We have created a file most imaginatively called 'utils.py' to store any little convenience functions we'll want to use. We will discuss these as we use them.

In [4]:
%pwd

'/Users/hoangnguyen/Documents/Github/fastai_na'

In [8]:
sys.path.insert(1, os.path.join(sys.path[0], '/utils/'))
#print(sys.path)
#import modules
from utils import *
from vgg import Vgg16

ImportError: No module named 'vgg'

## Use a pretrained VGG model with our Vgg16 class

In [6]:
# As large as you can, but no larger than 64 is recommended. 
# If you have an older or cheaper GPU, you'll run out of memory, so will have to decrease this.
batch_size=64

In [7]:
# Import our class, and instantiate
sys.path.insert(1, os.path.join(sys.path[0], '/utils/'))
import vgg16; reload(vgg16)
#from vgg16 import Vgg16

ImportError: No module named 'vgg16'

In [None]:
vgg = Vgg16()
# Grab a few images at a time for training and validation.
# NB: They must be in subdirectories named based on their category
batches = vgg.get_batches(path+'train', batch_size=batch_size)
val_batches = vgg.get_batches(path+'valid', batch_size=batch_size*2)
vgg.finetune(batches)
vgg.fit(batches, val_batches, nb_epoch=1)

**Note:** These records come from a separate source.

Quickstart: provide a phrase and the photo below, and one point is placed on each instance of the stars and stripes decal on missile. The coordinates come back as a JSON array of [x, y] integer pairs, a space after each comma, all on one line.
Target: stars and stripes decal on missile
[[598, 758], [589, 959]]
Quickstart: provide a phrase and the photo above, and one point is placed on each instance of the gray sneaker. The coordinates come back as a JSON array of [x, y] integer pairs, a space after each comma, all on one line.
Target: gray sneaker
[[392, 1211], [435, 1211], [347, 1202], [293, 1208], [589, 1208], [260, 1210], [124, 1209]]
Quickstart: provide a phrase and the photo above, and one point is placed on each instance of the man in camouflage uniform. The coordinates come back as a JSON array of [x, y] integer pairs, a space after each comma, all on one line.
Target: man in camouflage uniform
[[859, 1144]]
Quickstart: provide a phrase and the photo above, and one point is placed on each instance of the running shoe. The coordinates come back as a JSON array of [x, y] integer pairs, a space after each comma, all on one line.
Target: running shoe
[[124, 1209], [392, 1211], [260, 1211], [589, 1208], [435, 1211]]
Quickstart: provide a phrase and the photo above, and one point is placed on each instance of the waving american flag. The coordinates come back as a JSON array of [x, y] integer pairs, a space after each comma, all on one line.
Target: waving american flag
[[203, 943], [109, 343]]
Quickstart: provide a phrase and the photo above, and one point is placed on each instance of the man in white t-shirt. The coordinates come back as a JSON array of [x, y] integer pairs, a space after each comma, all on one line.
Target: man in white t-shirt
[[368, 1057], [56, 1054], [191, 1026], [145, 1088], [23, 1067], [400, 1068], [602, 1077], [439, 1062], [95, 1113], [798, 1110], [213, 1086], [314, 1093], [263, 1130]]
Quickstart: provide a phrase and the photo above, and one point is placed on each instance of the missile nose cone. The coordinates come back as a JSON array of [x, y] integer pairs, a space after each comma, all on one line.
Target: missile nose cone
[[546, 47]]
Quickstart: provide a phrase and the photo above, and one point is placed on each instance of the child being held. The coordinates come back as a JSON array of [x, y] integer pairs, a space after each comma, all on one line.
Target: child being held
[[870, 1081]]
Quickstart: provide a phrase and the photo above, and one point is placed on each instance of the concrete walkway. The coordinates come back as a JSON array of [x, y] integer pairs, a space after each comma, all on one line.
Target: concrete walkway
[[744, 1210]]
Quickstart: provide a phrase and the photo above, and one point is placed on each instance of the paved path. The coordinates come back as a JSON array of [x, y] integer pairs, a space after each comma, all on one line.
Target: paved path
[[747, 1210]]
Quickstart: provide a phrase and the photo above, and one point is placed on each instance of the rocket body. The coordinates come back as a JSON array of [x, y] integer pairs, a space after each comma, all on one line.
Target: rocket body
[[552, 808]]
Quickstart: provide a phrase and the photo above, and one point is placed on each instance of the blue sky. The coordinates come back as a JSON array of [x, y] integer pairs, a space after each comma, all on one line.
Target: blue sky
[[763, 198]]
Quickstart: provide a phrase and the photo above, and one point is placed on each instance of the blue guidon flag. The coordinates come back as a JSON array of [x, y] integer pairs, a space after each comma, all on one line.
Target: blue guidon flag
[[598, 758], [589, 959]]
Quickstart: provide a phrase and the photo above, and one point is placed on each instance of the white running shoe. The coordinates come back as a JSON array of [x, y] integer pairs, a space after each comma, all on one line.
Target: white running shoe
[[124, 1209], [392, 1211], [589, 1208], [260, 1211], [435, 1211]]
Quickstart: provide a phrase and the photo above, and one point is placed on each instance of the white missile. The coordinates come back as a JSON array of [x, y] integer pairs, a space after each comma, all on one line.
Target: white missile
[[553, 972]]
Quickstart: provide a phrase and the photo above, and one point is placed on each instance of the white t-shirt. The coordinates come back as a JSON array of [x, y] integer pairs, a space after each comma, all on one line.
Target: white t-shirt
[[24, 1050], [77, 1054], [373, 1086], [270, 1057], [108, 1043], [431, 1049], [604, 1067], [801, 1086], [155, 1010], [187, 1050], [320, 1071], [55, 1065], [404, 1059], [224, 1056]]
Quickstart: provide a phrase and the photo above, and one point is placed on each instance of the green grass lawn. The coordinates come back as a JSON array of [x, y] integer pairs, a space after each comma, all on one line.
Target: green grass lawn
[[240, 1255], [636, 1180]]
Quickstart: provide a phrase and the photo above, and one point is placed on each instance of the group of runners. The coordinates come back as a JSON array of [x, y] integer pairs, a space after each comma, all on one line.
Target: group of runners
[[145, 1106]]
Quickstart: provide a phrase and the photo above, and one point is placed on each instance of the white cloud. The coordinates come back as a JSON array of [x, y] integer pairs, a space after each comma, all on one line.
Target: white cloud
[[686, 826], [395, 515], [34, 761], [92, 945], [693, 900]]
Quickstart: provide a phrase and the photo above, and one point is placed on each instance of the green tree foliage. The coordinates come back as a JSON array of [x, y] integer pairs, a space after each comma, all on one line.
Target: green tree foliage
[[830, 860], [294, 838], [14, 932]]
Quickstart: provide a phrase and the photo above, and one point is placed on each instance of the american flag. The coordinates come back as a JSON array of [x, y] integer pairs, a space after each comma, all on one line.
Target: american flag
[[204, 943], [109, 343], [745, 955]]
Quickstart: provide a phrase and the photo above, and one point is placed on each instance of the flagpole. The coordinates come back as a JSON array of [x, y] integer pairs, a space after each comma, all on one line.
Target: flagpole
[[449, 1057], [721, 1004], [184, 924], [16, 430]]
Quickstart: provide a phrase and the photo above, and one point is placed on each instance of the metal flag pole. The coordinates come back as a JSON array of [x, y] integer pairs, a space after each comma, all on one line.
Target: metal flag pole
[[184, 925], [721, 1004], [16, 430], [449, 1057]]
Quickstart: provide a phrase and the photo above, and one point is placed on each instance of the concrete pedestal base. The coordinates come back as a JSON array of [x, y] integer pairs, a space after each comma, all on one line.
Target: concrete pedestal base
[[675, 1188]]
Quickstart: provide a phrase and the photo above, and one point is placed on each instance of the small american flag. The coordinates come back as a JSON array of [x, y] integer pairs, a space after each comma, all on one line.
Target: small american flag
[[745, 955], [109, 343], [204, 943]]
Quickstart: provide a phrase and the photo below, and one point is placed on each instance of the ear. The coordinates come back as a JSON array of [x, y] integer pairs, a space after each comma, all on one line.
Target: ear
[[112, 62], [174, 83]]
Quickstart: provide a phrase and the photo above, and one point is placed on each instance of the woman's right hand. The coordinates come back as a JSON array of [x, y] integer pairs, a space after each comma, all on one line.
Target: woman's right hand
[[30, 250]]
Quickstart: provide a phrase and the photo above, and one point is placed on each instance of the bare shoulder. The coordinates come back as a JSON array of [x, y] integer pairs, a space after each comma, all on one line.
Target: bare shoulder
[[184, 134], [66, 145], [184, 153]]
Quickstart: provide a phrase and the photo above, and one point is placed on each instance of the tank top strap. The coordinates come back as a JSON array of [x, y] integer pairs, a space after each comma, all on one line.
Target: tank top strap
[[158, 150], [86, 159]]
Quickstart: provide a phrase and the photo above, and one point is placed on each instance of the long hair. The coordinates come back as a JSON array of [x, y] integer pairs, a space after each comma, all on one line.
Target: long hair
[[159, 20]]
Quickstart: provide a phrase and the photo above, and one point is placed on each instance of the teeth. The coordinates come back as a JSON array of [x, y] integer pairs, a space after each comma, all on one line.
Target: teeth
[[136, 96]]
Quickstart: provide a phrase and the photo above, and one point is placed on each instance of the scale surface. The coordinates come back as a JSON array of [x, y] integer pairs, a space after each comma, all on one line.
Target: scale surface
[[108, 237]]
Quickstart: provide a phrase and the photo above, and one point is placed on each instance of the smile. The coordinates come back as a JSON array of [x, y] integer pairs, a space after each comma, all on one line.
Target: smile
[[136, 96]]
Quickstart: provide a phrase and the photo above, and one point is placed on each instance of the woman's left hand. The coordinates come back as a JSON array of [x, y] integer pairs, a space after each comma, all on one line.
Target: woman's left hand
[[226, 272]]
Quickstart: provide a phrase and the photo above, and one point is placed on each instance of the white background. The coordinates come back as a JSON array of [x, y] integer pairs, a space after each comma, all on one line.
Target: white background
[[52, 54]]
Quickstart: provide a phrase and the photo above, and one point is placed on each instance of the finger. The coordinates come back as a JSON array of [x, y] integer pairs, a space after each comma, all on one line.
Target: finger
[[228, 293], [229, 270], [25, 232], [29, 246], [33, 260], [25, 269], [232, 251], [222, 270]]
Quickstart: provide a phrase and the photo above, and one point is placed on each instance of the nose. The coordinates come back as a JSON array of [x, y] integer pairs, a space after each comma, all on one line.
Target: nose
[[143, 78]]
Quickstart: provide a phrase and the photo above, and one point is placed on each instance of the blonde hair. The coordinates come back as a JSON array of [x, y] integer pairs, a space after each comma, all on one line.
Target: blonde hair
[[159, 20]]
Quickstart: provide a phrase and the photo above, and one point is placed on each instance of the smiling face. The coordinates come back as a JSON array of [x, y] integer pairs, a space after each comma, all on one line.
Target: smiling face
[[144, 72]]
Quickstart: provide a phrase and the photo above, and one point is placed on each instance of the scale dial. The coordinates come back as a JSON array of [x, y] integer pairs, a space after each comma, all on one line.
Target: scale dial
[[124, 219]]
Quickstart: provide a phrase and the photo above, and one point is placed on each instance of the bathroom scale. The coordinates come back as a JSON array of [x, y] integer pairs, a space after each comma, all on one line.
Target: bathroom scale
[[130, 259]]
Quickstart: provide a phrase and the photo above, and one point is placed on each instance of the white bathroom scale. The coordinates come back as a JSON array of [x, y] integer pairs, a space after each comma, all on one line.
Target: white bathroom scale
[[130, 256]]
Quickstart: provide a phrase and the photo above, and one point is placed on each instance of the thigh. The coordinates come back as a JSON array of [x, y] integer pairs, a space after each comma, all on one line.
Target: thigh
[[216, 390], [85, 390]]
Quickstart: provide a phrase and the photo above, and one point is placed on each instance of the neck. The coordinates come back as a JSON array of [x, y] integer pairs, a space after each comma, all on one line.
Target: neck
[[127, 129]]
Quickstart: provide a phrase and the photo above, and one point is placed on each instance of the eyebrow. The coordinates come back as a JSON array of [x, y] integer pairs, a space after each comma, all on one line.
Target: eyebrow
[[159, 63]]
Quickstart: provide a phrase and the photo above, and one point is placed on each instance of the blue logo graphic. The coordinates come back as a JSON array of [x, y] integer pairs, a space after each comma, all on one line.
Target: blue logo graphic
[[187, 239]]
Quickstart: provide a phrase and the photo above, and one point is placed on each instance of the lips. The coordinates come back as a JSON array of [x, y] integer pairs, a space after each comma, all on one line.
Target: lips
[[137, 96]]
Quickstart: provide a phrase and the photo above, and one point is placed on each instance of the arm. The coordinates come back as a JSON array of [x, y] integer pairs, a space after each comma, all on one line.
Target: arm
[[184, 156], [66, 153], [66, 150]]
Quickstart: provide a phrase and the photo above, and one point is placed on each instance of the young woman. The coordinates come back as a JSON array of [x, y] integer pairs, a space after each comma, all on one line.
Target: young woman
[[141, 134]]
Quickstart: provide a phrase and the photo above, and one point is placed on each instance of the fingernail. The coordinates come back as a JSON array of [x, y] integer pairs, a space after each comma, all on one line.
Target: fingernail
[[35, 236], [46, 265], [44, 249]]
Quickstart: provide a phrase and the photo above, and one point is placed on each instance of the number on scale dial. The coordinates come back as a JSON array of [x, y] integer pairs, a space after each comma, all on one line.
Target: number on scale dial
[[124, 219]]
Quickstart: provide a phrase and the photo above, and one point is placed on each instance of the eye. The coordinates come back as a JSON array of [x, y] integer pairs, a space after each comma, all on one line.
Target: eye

## Use Vgg16 for basic image recognition

First, create a Vgg16 object:

In [None]:
vgg = Vgg16()

Vgg16 is built on top of Keras (which we will be learning much more about shortly!), a flexible, easy to use deep learning library that sits on top of Theano or Tensorflow. Keras reads groups of images and labels in batches, using a fixed directory structure, where images from each category for training must be placed in a separate folder.

Let's grab batches of data from our training folder:

In [None]:
batches = vgg.get_batches(path+'train', batch_size=4)

Batches is just a regular python iterator. Each iteration returns both the images themselves, as well as the labels.

In [None]:
imgs, labels = next(batches)

As you can see, the labels for each image are an array, containing a 1 in the first position if it's a cat, and in the second position if it's a dog. This approach to encoding categorical variables, where an array containing just a single 1 in the position corresponding to the category, is very common in deep learning. It is called one hot encoding.

The arrays contain two elements, because we have two categories (cat, and dog). If we had three categories (e.g. cats, dogs, and kangaroos), then the arrays would each contain two 0's, and one 1.

In [None]:
plots(imgs, titles=labels)

We can now pass the images to Vgg16's predict() function to get back probabilities, category indexes, and category names for each image's VGG prediction

In [None]:
vgg.predict(imgs, True)

The category indexes are based on the ordering of categories used in the VGG model - e.g here are the first four:

In [None]:
vgg.classes[:4]

## Use our Vgg16 class to finetune a Dogs vs Cats model

To change our model so that it outputs "cat" vs "dog", instead of one of 1,000 very specific categories, we need to use a process called "finetuning". Finetuning looks from the outside to be identical to normal machine learning training - we provide a training set with data and labels to learn from, and a validation set to test against. The model learns a set of parameters based on the data provided.